Suppose I have a polynomial $A$, which I factorize as $A=BC$ (where $B$ and $C$ are polynomials with integer, rational or real coefficients). When factoring $B$ as $B=B'$ and $C$ as $C=C'$ (to irreducibly polynomials over the respective field) does $A=B'C'$ gives the full factorization.
In other words, does factorizing the parts of a partially factorizing polynomials gives the full factorization of the original polynomial (over all of integers, rationals or reals)?
Regards and thanks.
As long as you stick to one of either integers, rationals, or reals, you can't go astray by choosing a "wrong" factorization. The rings $\mathbb Z[X]$, $\mathbb Q[X]$ and $\mathbb R[X]$ are all _unique factorization domains, so if you have $A=BC$ in one of these rings, then you know that the irreducible factors if $A$ are the irreducible factors of $B$ together with the irreducible factors of $C$.

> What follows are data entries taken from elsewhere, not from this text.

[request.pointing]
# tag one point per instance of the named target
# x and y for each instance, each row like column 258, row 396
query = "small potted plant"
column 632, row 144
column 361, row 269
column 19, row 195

On the other hand, if you mix and match base rings -- say, is $A$ is an integer polynomial and $B$ and $C$ are real polynomials, then there may be irreducible factors of $A$ in $\mathbb Z[X]$ that are not factors of $B$ and $C$. For example, this would be the case if $A$ is irreducible over the integers, and $B$ and $C$ are factors of lower (but nonzero) degree.
However, since $\mathbb Q$ is the fraction field of $\mathbb Z$, you do get to mix and match between those. The irreducible polynomials over $\mathbb Q$ are exactly the irreducible nonconstant polynomials over $\mathbb Z$ (times rational constants). So it is possible to factor integer polynomials by considering factors with rational coefficients, if you take care about handling degree-0 factors separately.